Many experts are starting to recommend that added protection be purchased to ensure the coverage will be adequate.
Although it may sound a little bit strange to hear that experts are recommending extra coverage for a long term care insurance policy, but that is exactly what is happening on an increasing basis in order to protect policyholders against inflation.
Without that additional protection, some are starting to question the value of this type of policy in the first place.
The executive director of the American Association for Long Term Care Insurance, Jesse Slome, recently discussed the topic and disagreed with the claims that were made that stated that the value of this type of coverage may no longer be enough to make its expense worthwhile. However, it is starting to become clear that as a result of the length of time that a policy is typically maintained before claims might start having to be made, inflation could start to play a role on the size of the coverage that is available to policyholders who make claims.
The reason is that long term care insurance is typically purchased decades before significant claims are made.
The age of the average policyholder is from early fifties to late sixties. However, at the same time, the average person with long term care coverage doesn’t usually need substantial daily living assistance until he or she is notably older – usually at some point in the eighties. This doesn’t seem like much of an issue until it is considered that the cost of services and supports – whether living in a nursing home, at home, or elsewhere – will continue rising from one year to the next. After twenty or thirty years have gone by, the difference is considerable and the issue may not be noticed until it’s too late as no benefits had been collected throughout that time.
For that reason, what looks as though it would be a promising benefit at the time that the long term care insurance policy is purchased could be worth a considerable amount less once it comes time for a claim to be made.

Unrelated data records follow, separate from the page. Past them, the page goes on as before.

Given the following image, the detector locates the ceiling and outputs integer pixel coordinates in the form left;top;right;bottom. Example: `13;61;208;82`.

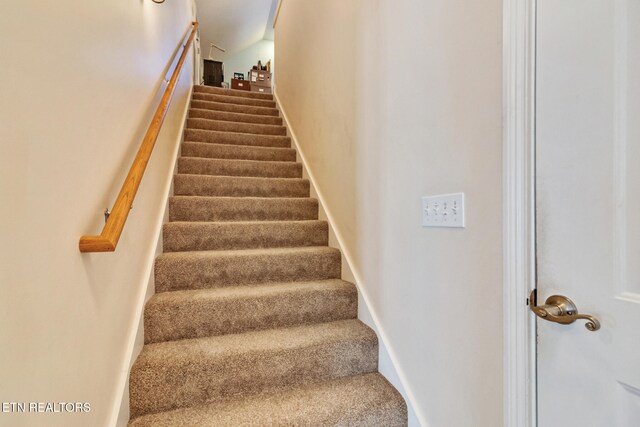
196;0;278;60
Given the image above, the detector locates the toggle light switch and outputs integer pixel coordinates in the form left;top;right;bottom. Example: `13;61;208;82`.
422;193;464;228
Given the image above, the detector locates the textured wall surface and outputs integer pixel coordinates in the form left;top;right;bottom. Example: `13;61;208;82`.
275;0;502;427
0;0;193;426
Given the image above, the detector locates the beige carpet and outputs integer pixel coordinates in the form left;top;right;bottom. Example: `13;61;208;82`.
129;86;407;427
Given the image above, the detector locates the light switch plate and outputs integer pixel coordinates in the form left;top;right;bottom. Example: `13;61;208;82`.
422;193;464;228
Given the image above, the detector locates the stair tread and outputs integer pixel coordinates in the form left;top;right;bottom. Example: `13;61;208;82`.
193;92;276;108
187;117;287;136
157;246;340;260
193;85;273;101
144;279;358;344
147;279;354;305
184;128;291;148
178;156;302;178
189;107;282;126
174;173;310;198
172;172;309;181
191;99;280;117
169;195;318;221
162;220;329;252
134;319;377;370
130;319;378;417
180;156;302;167
130;373;407;427
182;141;296;162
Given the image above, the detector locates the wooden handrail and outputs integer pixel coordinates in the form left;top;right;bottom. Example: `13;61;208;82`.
80;22;198;252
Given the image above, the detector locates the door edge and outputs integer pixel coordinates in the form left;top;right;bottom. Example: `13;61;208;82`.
503;0;537;427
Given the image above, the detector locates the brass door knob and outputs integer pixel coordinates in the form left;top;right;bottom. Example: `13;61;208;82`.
529;289;600;332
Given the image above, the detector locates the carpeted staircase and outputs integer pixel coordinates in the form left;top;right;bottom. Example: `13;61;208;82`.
129;86;407;427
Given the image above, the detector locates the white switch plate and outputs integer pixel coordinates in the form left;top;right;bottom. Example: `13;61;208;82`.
422;193;464;228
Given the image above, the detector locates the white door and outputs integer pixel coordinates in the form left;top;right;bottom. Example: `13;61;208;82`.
536;0;640;427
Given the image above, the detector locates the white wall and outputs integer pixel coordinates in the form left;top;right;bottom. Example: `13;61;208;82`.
0;0;192;426
211;40;275;82
275;0;502;427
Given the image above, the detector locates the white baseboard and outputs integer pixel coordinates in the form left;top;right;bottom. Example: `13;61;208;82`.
273;86;428;427
107;85;193;427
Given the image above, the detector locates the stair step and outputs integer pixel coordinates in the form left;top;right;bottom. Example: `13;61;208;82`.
191;99;280;117
169;196;318;221
181;142;296;162
162;221;329;252
193;85;273;101
187;118;287;136
178;157;302;178
191;92;276;108
144;280;358;344
189;107;282;126
129;373;408;427
129;320;378;417
184;129;291;148
173;174;310;198
155;246;341;292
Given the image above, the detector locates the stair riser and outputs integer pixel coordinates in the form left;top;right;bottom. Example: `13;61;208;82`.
173;175;310;198
178;157;302;178
181;142;296;162
162;221;329;252
169;196;318;221
155;252;341;292
189;109;282;126
191;99;280;117
192;92;276;108
184;129;291;148
193;85;273;101
144;284;358;344
129;335;378;417
187;118;287;136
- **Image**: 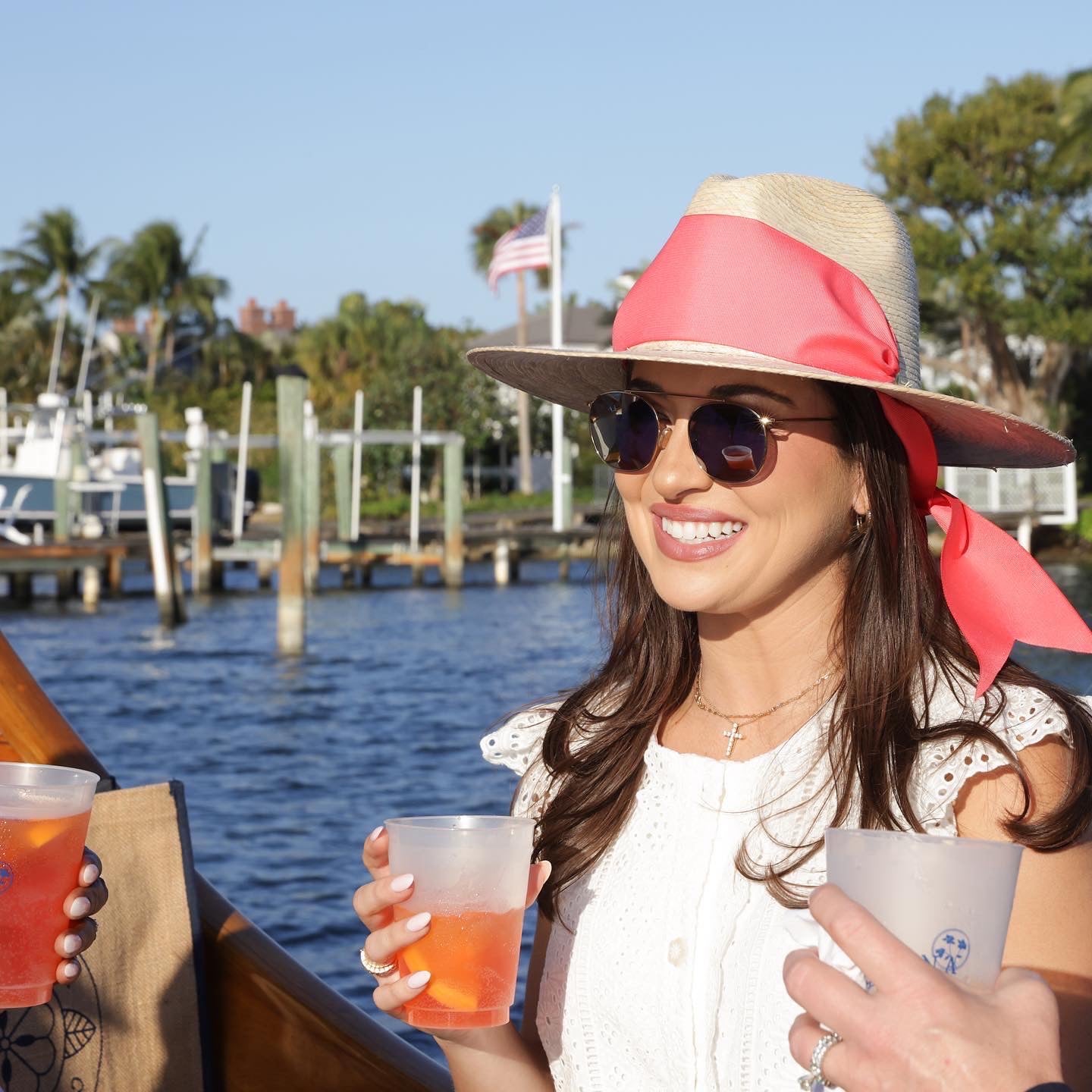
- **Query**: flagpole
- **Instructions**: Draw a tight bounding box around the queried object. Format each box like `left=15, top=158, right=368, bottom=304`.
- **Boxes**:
left=547, top=186, right=571, bottom=531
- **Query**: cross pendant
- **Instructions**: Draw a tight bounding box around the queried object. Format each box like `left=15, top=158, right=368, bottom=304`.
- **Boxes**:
left=720, top=720, right=742, bottom=758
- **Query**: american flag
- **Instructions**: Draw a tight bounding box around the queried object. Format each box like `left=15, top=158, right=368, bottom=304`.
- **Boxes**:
left=489, top=209, right=549, bottom=293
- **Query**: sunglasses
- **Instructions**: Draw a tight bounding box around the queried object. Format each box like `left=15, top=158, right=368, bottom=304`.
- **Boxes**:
left=588, top=391, right=836, bottom=485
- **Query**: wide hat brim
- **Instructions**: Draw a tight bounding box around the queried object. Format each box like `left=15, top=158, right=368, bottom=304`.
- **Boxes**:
left=466, top=345, right=1077, bottom=467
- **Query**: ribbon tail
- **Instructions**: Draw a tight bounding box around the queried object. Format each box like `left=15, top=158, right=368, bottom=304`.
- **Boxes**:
left=929, top=489, right=1092, bottom=698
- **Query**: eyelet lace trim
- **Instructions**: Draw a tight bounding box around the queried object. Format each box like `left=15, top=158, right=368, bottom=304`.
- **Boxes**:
left=913, top=687, right=1089, bottom=836
left=482, top=703, right=558, bottom=819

Having a cost of living rider on a long term care plan is of value.
What is does is add to the pool of money an insured will have in their plan when care giving services are needed.
It used to be 5% was standard and the rider was not expensive. With the current financial markets, 5% coverage is expensive. The carriers have been creative with offering various levels of cost of living coverage which is less then 3% but can offer sufficient coverage for care giving needs.
How much and for how long depends on the age of people when they own a plan. 50’s and younger, more inflation coverage or there are ways to design a plan where benefits will be sufficient 20, 25, or 30 years in the future.
In your 60’s and 70’s different levels of inflation maybe recommended as the time where you may need coverage is sooner.
This is where a knowledgeable and competent agent helps financial advisors, wealth managers, accountants, and attorneys.
Anyone can offer an LTC plan which is of value to the client. Why? Companies offer different plans to provide benefits in ways people have not considered. Some are all cash, combination — money or reimbursement, and other plans are all reimbursement.
Before any of this is considered — a person and their family needs to come to terms that these plans fund what has been planned for their life style while working and in retirement.
You own a vehicle to drive to places. It is gasoline and maintenance which allows the vehicle to get you to where you want to go. That is what an extended care plan provices.
Inflation protection is indeed advisable and beneficial, you have the advantage of increasing your benefit amount that lets you cope with the increasing cost of care as well. Although it may pose additional spending, infolongtermcare.org/long-term-care-insurance-information/
suggested getting compound inflation protection so you can you can afford long-term care services even if they get more expensive. After all, with an inflation protection rider, your benefit increases without affecting your premiums yearly.